Przejdź do zawartości

Strona:Karol Brzozowski – Poezye 1899.djvu/17

Z Wikiźródeł, wolnej biblioteki
Ta strona została skorygowana.
11
POEZYE

Nagle pierzchnęła zaduma ta błoga:
Z pod stopy mojéj głaz jeden ucieka!
Dębem mi włosy postawiła trwoga,
I pot śmiertelny na czoło mi ścieka.

Za gałąź sosny pochwyciłem kruchéj,
I życiem całém przypiąłem się do niéj!
W przepaść mnie, zda się, ciągną czarne duchy
Ściskiem lodowéj opasawszy dłoni.

A tam pode mną parowy się garło
Bezdenne z hukiem i gromem rozwarło;
Głaz potrącony tysiąc porwał głazów,
Bił po granitach — i grzmiały od razów.

Zda się w kamienie wstąpiły szatany
I pędzą młyńcem w poskokach szalonych;
Z trzaskiem się zwalił dąb pogruchotany,
Z krzykiem się stado rwie orłów spłoszonych.

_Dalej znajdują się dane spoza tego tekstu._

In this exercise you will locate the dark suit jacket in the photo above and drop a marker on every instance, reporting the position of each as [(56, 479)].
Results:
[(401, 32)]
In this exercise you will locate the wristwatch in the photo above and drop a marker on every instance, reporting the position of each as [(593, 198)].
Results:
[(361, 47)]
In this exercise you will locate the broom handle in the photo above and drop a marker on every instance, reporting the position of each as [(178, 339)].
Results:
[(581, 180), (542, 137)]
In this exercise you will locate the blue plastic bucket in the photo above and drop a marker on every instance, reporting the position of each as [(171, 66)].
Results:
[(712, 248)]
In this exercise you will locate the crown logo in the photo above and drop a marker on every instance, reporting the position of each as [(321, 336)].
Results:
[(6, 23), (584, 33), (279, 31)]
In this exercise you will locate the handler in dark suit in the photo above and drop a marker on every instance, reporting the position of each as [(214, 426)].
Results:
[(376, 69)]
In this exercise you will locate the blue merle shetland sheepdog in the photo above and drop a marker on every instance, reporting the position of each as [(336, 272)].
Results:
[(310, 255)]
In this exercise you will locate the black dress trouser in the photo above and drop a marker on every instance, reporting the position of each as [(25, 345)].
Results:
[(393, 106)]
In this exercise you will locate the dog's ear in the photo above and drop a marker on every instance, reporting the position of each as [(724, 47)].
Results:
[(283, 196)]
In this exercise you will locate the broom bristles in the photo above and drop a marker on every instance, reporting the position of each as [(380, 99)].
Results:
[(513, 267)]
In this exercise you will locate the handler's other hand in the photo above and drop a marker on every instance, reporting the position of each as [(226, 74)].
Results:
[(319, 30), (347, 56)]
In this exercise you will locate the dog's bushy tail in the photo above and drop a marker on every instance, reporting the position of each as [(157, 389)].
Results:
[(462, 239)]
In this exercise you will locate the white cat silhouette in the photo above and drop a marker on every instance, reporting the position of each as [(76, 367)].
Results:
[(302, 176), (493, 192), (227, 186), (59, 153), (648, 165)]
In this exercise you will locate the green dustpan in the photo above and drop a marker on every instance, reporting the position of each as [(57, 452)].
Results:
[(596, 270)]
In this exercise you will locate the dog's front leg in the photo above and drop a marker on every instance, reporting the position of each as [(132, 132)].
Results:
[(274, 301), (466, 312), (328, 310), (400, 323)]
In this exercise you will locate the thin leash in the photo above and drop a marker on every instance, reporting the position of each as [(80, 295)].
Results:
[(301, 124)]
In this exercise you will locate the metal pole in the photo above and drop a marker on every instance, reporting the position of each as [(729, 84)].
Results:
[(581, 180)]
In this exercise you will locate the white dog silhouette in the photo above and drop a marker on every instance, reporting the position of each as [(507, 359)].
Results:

Z jakiém uczuciem jam bluszczów się chwytał!
I gdy znów pewny stanąłem na ziemi,
Z jakiém jam sercem blask słońca powitał,
I kwiatek drobny z oczami modremi!

I wszystko stało przede mną piękniejsze!
Zda się, że piłem i powietrze lżejsze;
Nigdy skowronek tak dźwięcznéj piosenki
Nie grał, — las cudnéj tak nie miał sukienki!

Nie mów: śmierć piękna — bo to świętokradztwo,
Wtedy ma tylko anioła oblicze,
Kiedy nią bronisz, zdobywasz bogactwo
Droższe niżeli żywota słodycze!



Długo w dół szedłem, powojów uplotu,
Nikłych się krzewin chwytając warkoczy,
Słuchając kaskad dalekich łoskotu,
Szumu, gdy w gęstwy spłoszony zwierz skoczy.

Nieraz stanąłem i serce mi drżało,
Wzrok nieruchomy na gęstwie zawisnął:
Czy duch król puszczy swą brodą wspaniałą
Z pod buków płaszcza ciemnego zabłysnął?